23 July 2016, Day 10
Blog post by Ben Brown, University of Missouri, USA, and Mikaёl Akimowicz, University of Toulouse, France
If there is one thing we have learned at ICRPS it is that no two days are the same and that each is a different topic. During our morning sessions we started with a panel discussion about the challenges facing rural Alaskan education. Local knowledge is crucial for remote communities, which face an extremely specific environment. Nevertheless their inclusion in the United States educational system requires curriculum to respect a certain standard; for which the conciliation of both is clearly a political challenge. Another interesting challenge for rural communities is the ability for citizens in low population density communities who wish to study advanced subjects. In recent years there has been a shift to online and digital instruction to meet the needs of these citizens. Several of our members brought up reasonable concerns with extended time in front computer screens and lack of interactive instruction.

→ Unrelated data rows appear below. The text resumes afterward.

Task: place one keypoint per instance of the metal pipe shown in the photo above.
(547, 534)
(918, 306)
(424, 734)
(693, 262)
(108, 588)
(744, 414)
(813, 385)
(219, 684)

The conversation about physical activity transitioned into our second morning topic of human migration. In today’s unstable world, we have all witnessed population movements happening for economic, security, educational, or even convenience reasons. A very important take away of this session is that we are all migrants in a certain perspective and understanding why people move is important for current and future research. During the afternoon, participants worked on their individual projects with fellow colleagues and faculty followed by individual working time.
The real treat of the evening was being able to attend the 2016 World Eskimo Indian Olympic games (WEIO). Finals were held in several Native events and medal presentations were presented to winners. Not only was it cool to witness an important historical part about the Alaska Native heritage, but several of our colleagues got to volunteer in different events. Two ICRPS champions, Bobby, the Georgian Peach, and Yassine, the awesome opossum, joined the ear lift contest to fight for our colors! There were also several crafts and Native goods on display and for sale.